Pelosi on the Spot Over Trump Pact On Mexico Trade

This article is from the archive of The New York Sun before the launch of its new website in 2022. The Sun has neither altered nor updated such articles but will seek to correct any errors, mis-categorizations or other problems introduced during transfer.

The New York Sun

MEXICO CITY — Can Speaker Pelosi afford to President Trump a victory as the country enters a presidential election year? Can she afford not to? Those are the questions here after the House Ways and Means chairman, Richard Neal, told reporters Wednesday that the time is now for finishing a new North American trade pact currently stuck “on the 2½ yard line.”

Can Mrs. Pelosi, currently swept up in the impeachment riptide, defy her trade union supporters? Can she risk losing party voters that see benefits in the deal the United States, Mexico and Canada signed a year ago?

To date, Democrats have played it all too safe. Arguing she can walk (impeach) and chew gum (legislate) at the same time, Ms. Pelosi managed to push the United States Mexico Canada Agreement to the back burner of the daily news frenzy and delay a ratification vote that she knows will pass with a handsome majority. Now she risks more than leading a “do nothing Congress.” The continent’s economy is at stake.

In a letter last month, President Lopez Obrador begged Mrs. Pelosi to schedule a vote that would start USMCA’s ratification. “It’s in the interest of the three peoples, the three nations, that this deal is approved,” he said.

AMLO, as the leftist president is widely known here, blames uncertainty surrounding the pact (and, by inference, Mrs. Pelosi’s delays) for Mexico’s no-growth economy. The hope here is that were America to ratify USMCA, commerce and foreign investments will pour in, ending the country’s economic stagnation.

Those hopes may be overblown. “The Mexican business sector is convinced that lack of foreign investment is due to the United States Congress’s failure to ratify USMCA,” says one Mexico City-based consultant, Andres Rozental. “In truth,“ he says, ”lack of investment is due to internal issues.”

Rising crime and weak law enforcement scare foreign investors, as have fears that AMLO, a socialist, would nationalize major industries. Yet USMCA approval could, at least temporarily, put such fears to rest. Conversely, no deal with Canada and America would sink the Mexican economy, create more havoc, and allow AMLO’s extremist advisors to steer him toward a ruinous path modeled on Castro and Chavez.

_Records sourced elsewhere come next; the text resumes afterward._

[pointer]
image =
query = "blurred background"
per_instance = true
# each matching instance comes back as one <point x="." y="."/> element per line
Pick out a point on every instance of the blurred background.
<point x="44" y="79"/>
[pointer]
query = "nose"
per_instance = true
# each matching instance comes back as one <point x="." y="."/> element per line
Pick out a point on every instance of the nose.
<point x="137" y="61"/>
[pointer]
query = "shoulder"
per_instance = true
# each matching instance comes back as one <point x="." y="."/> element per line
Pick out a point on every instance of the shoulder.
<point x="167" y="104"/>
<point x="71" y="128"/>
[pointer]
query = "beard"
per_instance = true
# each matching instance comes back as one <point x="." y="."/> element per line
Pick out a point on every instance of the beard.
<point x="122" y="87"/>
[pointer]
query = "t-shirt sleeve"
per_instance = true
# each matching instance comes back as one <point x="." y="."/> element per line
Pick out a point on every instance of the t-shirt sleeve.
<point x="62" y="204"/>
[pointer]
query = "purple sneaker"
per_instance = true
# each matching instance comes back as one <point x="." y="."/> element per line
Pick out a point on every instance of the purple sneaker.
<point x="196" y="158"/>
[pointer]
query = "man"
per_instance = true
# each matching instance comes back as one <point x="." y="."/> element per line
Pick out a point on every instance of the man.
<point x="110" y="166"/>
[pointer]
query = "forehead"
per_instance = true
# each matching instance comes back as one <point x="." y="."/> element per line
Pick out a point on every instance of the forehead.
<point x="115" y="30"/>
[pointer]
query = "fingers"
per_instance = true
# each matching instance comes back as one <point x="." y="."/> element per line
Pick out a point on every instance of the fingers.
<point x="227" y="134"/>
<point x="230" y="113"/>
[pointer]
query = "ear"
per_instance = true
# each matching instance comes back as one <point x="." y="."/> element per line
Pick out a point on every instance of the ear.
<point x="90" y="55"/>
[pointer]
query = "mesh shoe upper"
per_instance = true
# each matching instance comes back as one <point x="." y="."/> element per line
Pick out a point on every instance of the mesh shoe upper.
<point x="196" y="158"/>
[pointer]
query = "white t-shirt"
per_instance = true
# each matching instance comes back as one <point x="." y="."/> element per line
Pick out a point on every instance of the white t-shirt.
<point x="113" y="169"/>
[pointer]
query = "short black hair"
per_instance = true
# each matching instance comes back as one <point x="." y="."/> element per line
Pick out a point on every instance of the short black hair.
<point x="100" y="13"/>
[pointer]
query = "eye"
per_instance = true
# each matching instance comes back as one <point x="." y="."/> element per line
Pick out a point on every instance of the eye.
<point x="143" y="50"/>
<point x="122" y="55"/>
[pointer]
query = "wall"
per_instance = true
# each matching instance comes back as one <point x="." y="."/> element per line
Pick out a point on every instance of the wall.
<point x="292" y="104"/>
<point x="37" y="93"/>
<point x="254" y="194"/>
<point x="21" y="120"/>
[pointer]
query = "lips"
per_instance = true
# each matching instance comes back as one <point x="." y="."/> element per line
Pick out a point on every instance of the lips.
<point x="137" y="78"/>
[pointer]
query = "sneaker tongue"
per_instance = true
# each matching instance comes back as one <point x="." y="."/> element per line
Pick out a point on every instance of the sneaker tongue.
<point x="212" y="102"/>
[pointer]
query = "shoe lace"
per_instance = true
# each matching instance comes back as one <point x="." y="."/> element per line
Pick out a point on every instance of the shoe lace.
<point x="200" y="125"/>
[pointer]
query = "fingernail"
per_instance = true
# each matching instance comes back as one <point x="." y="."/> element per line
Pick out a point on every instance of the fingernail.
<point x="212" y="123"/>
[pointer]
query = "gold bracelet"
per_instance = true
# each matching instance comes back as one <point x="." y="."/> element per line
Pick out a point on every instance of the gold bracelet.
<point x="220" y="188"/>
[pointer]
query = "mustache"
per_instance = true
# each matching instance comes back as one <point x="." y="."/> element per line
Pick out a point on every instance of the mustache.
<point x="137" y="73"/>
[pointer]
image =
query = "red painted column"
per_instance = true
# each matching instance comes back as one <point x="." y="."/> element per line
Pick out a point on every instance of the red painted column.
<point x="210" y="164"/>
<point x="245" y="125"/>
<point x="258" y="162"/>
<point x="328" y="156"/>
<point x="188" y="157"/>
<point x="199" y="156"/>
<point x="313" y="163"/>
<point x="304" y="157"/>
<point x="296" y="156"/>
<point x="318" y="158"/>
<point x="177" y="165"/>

Mexico ratified USMCA shortly after AMLO signed, with Prime Minister Trudeau and President Trump, late last year at Buenos Aires. Canada is expected to ratify the pact as soon as America does. So it’s been up to Ms. Pelosi and House Democrats, who keep coming up with new demands and oddly onerous amendments.

One of those, made under pressure from unions headed by AFL-CIO chief Richard Trumka, a vocal USMCA opponent, demands surprise American inspections of Mexican factories to assure labor conditions are adequate. It was rejected as a non-starter by Mexican negotiators. Such a demand of an ally is more onerous than the United Nations inspections of Iranian atomic facilities to which President Obama agreed in the nucular deal.

AMLO may agree to another demand, a $15 minimum wage in Mexican car factories. He’d delay such drastic raise to the future, long after his presidency would be over.

Yet another demand, made under pressure from American internet firms, is about on-line protections that exist in America but not in Mexico or Canada. Another, made by Big Pharma, would extend mandatory data protections before generic drugs could be approved.

Congressional Democrats eagerly embrace each of these demands as roadblocks for ratification. Now, unless all obstacles are removed by the end of this week, it’s doubtful America will ratify USMCA this year.

Mr. Trump has long promised to replace NAFTA, which he’s termed a “horrible deal,” with a pact that better benefits America. In reality USMCA is not all that different from its predecessor. NAFTA, though, was signed before the dawn of the internet age and was due for a major overhaul.

What if Congress fails to ratify it? Mr. Trump has hinted he’d drop out of NAFTA, which is still on the books. Commerce with America’s two immediate neighbors, which together are also our largest trading partners, would become expensive and onerous. Jobs would be lost and growth would slow.

Meanwhile, as Mexico’s fragile economy sinks even further, Democrats can be expected to accuse Mr. Trump of failing to help an American ally. Mexicans have already recoiled from Mr. Trump for his insulting language that has triggered anti Mexican emotion in parts of America. In this case, though, he would be right to place the blame where it belongs — at Ms. Pelosi’s doorstep.